Archive for May, 2012

Sunday, May 20th, 2012

            So if you’re down Cambridge way in June or July and somewhere near the River Cam just downstream from the city, you might want to watch how they do competitive rowing on that narrow waterway. The Bumps – or bumping races – involve crews starting line astern and one and a half lengths apart, each trying to make physical contact with the crew in front while avoiding contact with the crew behind, all of which avoids the oar clashing which would inevitably come with side-by-side racing. It’s all descended from student jolly japes and alcohol has been known to be involved. Read all about it in the latest Anglia Afloat.

Wherein you will also find a progress report on the Baden Powell, the double-ended cockler which was the first boat built in King’s Lynn by Walter Worfolk when he moved to Norfolk (with a sort of poetic inevitability, perhaps) from Yorkshire in 1899. She worked the Wash cockles right up until the 1990s before languishing for a year or two in the mud of the Fisher Fleet from where she was eventually extracted by   True’s Yard museum and associated enthusiasts and moved to a Fenland farm yard where refurbishment began tentatively according to availability of money, materials and expertise. But the whole endeavour could soon accelerate if a funding application is successful.

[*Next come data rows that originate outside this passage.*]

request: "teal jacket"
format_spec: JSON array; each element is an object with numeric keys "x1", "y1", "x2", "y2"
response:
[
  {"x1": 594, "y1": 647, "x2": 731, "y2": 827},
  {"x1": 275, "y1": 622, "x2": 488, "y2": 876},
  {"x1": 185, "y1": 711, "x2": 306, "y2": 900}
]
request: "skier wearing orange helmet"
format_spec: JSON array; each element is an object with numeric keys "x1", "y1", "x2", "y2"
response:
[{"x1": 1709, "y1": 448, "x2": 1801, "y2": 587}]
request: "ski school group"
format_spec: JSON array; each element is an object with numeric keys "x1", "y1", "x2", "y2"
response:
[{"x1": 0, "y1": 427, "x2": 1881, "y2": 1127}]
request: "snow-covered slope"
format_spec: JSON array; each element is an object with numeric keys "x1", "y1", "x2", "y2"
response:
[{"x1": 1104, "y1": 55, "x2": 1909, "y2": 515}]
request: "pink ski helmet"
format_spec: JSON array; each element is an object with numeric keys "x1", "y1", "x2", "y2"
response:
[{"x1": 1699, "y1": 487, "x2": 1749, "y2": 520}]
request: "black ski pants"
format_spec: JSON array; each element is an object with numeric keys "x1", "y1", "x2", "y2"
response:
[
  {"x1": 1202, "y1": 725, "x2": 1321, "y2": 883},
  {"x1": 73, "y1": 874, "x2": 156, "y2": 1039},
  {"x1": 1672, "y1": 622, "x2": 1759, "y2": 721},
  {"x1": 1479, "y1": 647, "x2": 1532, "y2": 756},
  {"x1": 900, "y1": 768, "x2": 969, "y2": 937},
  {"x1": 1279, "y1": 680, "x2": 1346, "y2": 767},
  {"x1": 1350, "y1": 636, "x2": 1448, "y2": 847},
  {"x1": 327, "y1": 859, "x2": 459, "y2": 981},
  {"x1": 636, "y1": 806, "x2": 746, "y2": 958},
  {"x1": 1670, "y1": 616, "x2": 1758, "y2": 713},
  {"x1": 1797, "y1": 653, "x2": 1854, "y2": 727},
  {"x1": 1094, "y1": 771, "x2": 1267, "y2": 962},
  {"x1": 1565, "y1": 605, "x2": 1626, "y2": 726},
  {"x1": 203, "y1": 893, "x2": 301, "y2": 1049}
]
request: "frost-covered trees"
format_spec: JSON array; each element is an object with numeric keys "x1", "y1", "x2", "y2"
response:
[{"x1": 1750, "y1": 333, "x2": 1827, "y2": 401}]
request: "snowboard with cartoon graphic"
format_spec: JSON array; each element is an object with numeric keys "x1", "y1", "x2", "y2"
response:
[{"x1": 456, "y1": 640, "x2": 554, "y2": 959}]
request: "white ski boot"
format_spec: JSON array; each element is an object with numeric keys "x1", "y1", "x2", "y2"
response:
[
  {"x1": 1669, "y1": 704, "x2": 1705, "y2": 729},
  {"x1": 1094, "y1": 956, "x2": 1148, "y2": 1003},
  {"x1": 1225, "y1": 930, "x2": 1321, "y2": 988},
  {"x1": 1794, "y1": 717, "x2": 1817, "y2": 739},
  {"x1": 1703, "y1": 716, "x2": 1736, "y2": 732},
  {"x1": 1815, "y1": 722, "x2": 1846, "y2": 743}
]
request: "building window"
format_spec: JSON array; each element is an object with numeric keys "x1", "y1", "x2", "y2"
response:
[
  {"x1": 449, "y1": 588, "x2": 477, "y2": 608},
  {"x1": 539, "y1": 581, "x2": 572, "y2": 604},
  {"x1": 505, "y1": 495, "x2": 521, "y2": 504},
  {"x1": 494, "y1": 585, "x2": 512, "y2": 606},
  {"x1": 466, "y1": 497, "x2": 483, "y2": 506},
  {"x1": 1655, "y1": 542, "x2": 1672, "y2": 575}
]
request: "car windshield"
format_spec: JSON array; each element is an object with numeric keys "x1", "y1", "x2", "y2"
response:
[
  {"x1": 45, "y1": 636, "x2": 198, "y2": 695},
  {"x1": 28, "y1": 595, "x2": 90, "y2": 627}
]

 And still on matters aquatic, latest progress on restoration work on an upper section of the North Walshamand Dilham will shortly be the subject of a feature in The Countryman. At the beginning of May, the East Anglian Waterways Association, which for several years has been clearing trees and doing other damage limitation work on various stretches of the canal, organised a 200th anniversary celebration of the granting of the original act of parliament which made the canal possible. That’s just three lifetimes ago which is not long when you say it quickly but it was still before the railways arrived.

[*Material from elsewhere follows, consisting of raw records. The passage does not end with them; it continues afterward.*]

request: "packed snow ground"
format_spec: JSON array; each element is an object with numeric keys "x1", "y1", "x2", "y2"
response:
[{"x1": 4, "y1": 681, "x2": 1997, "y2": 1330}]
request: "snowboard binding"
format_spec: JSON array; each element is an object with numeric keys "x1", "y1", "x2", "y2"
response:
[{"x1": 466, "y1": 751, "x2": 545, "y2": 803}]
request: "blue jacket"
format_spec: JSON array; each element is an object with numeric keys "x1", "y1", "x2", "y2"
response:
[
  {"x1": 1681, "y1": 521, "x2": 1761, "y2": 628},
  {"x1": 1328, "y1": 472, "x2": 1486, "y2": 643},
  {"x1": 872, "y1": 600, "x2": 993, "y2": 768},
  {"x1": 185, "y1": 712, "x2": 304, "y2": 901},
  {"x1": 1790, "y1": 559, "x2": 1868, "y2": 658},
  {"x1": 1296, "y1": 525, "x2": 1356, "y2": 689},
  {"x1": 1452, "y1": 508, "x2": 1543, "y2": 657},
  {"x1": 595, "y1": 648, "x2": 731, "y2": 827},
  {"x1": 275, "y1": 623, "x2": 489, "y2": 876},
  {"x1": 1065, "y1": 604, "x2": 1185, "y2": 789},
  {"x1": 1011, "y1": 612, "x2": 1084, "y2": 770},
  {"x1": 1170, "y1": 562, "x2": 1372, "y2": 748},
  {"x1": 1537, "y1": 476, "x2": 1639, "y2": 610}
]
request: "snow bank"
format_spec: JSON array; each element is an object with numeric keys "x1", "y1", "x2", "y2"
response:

 Meanwhile, Cromer last weekend was awash with real ale because it was Folk on The Pier, with the Pavilion Theatre more or less sold out and the new venue – a marquee on North Lodge lawn – having been pretty much full up for most of the time. Miscellaneous strummings were to be heard, too, at various points around the town. And the sun shone. It was said to be the best one yet in a series which goes back 15 years or so.

 And this weekend, it was crabs, lobsters and associated entertainments which have also become a refined science in the form of the third annual Cromer and Sheringham Crab and Lobster Festival – now Crabster in the local vernacular. With celebrity chefs, crab pot making, loads of crafts stands and the World Pier Crabbing Championships, it was so much fun you had to pinch yourself. If you’re quick, you can still get the flavour in the May edition of Suffolk/Norfolk Life.